Physics Urgent Help Needed!!

[XPFMember]

Assalamoalaikum!!
Can somebody please answer this question..it's urgent!!
A resistor is connected in series with a parallel combination of a bulb and variable resistor.
(a) Describe how the brightness of the light changes as the resistance of the variable resistor is increased from zero.
(b) Explain why it is possible to reduce the bulb current to zero by adjusting the variable resistor.

well for (a) part i think it will increase because increasing the resistance will increase the voltage across the var. res. and bulb (as they are in parallel) so causing the brightness to increase!

and (b) part i have no idea!

i'm nt sure of my first answer too...so i'll be glad if anyone can help!

JazakAllah Khair!

 

[larina]

Walaikumusalam.
well, for the first one (a), as it is connected in parallel, the voltage is the same throughout the circuit.
As the resistance increases, the current decreases, so less current will flow through the buld, and therefore it's brightness decreases.

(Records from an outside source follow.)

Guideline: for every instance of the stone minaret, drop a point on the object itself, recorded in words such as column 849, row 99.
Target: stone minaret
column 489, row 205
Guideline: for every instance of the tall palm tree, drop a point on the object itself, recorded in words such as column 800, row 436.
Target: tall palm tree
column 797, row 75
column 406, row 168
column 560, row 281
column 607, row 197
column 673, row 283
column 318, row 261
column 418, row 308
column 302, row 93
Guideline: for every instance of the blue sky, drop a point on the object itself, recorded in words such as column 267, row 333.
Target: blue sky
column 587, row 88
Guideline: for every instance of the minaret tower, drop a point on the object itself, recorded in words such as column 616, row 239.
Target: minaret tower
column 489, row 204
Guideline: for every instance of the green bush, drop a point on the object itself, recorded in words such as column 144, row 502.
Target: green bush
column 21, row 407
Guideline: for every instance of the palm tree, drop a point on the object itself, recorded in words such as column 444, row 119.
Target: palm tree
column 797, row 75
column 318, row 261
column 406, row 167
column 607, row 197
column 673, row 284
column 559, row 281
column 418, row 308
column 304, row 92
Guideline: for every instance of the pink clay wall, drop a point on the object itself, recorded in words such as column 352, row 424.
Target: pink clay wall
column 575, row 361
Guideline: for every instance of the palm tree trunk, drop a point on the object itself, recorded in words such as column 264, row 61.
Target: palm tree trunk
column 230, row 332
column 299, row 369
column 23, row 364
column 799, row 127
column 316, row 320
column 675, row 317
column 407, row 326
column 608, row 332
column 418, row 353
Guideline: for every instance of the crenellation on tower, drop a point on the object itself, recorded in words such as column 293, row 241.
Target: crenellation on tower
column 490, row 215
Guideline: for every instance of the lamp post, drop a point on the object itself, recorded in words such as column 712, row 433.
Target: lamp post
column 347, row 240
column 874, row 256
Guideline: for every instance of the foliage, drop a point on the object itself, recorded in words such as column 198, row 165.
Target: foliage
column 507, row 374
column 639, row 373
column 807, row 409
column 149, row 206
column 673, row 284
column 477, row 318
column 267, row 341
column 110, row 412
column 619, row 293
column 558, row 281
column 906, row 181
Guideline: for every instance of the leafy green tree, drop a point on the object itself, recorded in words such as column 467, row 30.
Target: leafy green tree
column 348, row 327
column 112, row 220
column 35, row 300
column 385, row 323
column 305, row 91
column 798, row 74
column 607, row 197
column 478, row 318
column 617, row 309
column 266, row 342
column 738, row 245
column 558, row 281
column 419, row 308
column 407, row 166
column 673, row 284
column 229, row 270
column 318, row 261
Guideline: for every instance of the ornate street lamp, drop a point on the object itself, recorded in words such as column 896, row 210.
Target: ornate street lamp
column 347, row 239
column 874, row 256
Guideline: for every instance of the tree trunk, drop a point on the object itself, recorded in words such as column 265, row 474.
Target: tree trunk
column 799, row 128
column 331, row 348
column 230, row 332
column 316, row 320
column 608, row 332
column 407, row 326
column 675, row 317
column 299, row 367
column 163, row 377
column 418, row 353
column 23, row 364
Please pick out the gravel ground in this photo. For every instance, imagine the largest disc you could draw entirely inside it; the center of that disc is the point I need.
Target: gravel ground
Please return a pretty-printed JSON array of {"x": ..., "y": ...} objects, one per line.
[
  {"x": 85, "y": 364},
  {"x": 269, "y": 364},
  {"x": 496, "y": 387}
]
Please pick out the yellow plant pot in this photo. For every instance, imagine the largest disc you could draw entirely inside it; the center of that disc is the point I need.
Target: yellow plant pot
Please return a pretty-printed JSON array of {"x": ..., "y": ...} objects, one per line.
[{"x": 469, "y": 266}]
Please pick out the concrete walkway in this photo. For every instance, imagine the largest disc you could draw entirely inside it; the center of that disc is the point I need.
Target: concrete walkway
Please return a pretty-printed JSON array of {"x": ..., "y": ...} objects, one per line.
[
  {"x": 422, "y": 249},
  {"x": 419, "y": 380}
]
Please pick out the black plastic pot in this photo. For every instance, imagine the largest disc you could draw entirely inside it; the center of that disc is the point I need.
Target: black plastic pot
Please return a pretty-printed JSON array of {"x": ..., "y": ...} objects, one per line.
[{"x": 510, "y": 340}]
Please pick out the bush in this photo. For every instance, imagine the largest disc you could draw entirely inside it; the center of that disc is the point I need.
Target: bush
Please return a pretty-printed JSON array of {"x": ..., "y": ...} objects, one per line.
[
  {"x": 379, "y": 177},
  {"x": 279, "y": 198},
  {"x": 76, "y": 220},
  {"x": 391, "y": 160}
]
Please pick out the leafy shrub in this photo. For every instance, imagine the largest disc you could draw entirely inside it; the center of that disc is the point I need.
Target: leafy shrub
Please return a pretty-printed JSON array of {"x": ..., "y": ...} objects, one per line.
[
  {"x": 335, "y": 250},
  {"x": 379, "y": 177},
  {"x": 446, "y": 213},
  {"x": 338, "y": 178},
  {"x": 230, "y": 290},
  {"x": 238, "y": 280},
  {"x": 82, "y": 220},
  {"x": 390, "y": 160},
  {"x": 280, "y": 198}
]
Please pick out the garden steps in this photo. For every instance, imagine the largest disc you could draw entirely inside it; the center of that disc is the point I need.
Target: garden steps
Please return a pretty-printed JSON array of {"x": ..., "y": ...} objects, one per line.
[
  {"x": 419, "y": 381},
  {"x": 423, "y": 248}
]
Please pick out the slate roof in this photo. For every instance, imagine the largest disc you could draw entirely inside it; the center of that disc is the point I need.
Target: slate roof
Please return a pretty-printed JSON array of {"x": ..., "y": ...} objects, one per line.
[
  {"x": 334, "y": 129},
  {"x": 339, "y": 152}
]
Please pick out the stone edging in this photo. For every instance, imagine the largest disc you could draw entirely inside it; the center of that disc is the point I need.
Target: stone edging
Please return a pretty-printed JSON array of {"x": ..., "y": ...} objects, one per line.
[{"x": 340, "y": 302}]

for (b), as increasing the resistance in the variable resister, the current decreases.
the resistance in the variable resistor changes by change in the length..the more the length, the higher the reisistance.
the shorter the length, the less the resistance.
so shifting the knob of the variable resister to the end (where the length is the greatest) so the resistance will be greatest there, and therefore no current will flow.

 

[XPFMember]

so that means the brightness depends on the current..not the voltage?

 

[larina]

yes, always.

 

[sakibfaiyaz]

Brightness depends on power dissipated; ALWAYS!!

 

[beacon_of_light]

Assalamoalaikum!!
Can somebody please answer this question..it's urgent!!
A resistor is connected in series with a parallel combination of a bulb and variable resistor.
(a) Describe how the brightness of the light changes as the resistance of the variable resistor is increased from zero.

JazakAllah Khair!

When you increase the resistance of the variable resistor, voltage around the variable resistor increases and voltage around the "parallel combination" of the bulbs decreases. Therefore, power dissipated in the lamps reduces i.e. P = V^2 / R ...
As V decreases, power dissipated as light energy decreases . Hence, brightness reduces !

 

[larina]

^doesn't the brightness depend on the current???? :/
but thats what my teacher told me.

 

[beacon_of_light]

^doesn't the brightness depend on the current???? :/
but thats what my teacher told me.

Yup it depends on current as well ... but the idea is again the same i.e. low power dissipation ... P= I^2 x R
When circuit current decreases due to increase in the resistance , power dissipation also reduces in the parallel combination of bulbs but increases around the variable resistor due to heating effects ...